The newly appointed manager of the British Library Labs (BL Labs), Silvija Aurylaitė, is excited to start leading the BL Labs Labs transformation with a new focus on computational creative thinking. The BL Labs is a welcoming space for everyone curious about computational research and using the British Library’s digital collections. We welcome all researchers - data scientists, digital humanists, artists, creative practitioners, and everyone curious about digital research.

Image of BL Labs Manager Silvija Aurylaite
Introducing Silvija Aurylaitė, new manager of BL Labs

Find out more from Silvija, in conversation with Maja Maricevic, BL Head of Higher Education and Science.

 

Maja: The Labs have a proud history of experimenting and innovating with the British Library’s digital collections. Can you tell us more about your own background?

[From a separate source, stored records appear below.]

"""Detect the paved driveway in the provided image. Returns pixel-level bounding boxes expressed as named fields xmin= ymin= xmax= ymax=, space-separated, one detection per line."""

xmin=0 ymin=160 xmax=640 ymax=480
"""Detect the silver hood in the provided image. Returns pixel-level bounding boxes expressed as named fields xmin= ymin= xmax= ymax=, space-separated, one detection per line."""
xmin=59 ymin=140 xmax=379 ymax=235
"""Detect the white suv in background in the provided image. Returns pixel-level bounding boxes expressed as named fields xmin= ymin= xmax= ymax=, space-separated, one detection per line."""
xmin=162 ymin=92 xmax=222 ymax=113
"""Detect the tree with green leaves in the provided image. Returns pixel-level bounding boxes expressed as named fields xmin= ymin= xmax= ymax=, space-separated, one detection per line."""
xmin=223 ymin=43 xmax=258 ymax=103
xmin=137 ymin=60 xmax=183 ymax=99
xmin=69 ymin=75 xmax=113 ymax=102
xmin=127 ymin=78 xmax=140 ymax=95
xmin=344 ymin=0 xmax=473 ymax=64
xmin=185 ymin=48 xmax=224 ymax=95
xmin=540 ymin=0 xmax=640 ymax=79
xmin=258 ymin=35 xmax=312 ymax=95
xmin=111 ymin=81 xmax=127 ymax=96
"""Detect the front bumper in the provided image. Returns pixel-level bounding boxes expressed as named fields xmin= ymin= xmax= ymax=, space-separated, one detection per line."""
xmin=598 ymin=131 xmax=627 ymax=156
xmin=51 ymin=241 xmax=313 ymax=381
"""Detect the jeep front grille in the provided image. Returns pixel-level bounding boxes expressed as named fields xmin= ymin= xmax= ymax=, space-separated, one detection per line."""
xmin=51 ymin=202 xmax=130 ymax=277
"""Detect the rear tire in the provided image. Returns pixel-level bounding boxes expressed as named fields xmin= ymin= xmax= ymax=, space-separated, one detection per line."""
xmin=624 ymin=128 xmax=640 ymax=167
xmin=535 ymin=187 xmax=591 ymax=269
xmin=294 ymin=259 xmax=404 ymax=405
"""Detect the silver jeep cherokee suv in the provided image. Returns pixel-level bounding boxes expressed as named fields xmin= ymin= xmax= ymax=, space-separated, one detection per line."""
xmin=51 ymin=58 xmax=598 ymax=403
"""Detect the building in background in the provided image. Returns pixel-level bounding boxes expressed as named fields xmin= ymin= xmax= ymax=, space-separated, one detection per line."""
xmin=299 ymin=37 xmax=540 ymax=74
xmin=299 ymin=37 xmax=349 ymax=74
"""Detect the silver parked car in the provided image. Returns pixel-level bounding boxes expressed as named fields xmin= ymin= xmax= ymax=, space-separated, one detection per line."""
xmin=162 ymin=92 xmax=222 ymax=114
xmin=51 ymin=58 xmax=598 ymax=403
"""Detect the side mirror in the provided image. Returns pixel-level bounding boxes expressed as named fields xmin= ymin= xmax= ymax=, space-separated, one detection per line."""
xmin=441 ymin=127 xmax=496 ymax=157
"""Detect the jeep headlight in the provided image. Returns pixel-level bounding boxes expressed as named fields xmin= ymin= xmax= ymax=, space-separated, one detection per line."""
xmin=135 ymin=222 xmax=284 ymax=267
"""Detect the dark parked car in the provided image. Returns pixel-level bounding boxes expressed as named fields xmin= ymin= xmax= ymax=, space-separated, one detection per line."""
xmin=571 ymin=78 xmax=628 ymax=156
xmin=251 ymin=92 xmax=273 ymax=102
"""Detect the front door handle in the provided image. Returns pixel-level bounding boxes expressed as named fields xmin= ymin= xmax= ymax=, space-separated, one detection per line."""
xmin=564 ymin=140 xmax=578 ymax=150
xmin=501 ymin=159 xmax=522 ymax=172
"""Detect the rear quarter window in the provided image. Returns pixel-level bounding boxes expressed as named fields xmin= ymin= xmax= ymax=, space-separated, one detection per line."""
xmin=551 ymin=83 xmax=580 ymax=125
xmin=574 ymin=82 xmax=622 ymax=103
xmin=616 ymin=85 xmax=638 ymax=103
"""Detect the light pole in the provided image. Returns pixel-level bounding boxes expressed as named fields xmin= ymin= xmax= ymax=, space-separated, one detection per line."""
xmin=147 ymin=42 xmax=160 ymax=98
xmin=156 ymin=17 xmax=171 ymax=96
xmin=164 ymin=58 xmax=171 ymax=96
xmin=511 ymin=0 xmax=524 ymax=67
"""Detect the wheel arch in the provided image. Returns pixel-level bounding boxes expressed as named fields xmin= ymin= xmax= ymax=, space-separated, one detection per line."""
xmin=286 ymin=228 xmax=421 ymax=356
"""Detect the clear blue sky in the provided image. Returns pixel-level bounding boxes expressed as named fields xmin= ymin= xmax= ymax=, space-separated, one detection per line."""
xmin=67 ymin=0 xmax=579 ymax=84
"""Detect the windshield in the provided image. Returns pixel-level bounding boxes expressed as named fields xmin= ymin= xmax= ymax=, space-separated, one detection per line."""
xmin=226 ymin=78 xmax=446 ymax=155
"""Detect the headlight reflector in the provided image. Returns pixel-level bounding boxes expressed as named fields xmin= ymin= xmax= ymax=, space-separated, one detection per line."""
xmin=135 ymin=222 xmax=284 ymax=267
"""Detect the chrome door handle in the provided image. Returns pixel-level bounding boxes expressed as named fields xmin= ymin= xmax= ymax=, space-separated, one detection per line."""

Silvija: Ever since I discovered the BL Labs in London 8 years ago, I have been immersed into the world of experimentation with digital collections. I started researching collections from open GLAMs (galleries, libraries, archives and museums) around the world and the implications of copyright and licensing for creative reuse. In a large ecosystem of open digital collections, my special interest has been identifying content for people to use to bring to life their creative ideas such as new design works.

Inspired by the Labs, I started developing my own curatorial web project, which won the Europeana Creative Design Challenge in 2015. The award gave me the chance to work with a team of international experts to learn new skills in areas such as IT, copyright and social entrepreneurship. This experience later evolved into the ‘Revivo Images’, a pilot website that gives guidance on open image collections around the world, which are carefully selected for quality, reliability of copyright and licence information, with explanations how to use the databases. It was a result of collaboration with a great interdisciplinary team including an IT lead, programmers, curators, designers and a copywriter.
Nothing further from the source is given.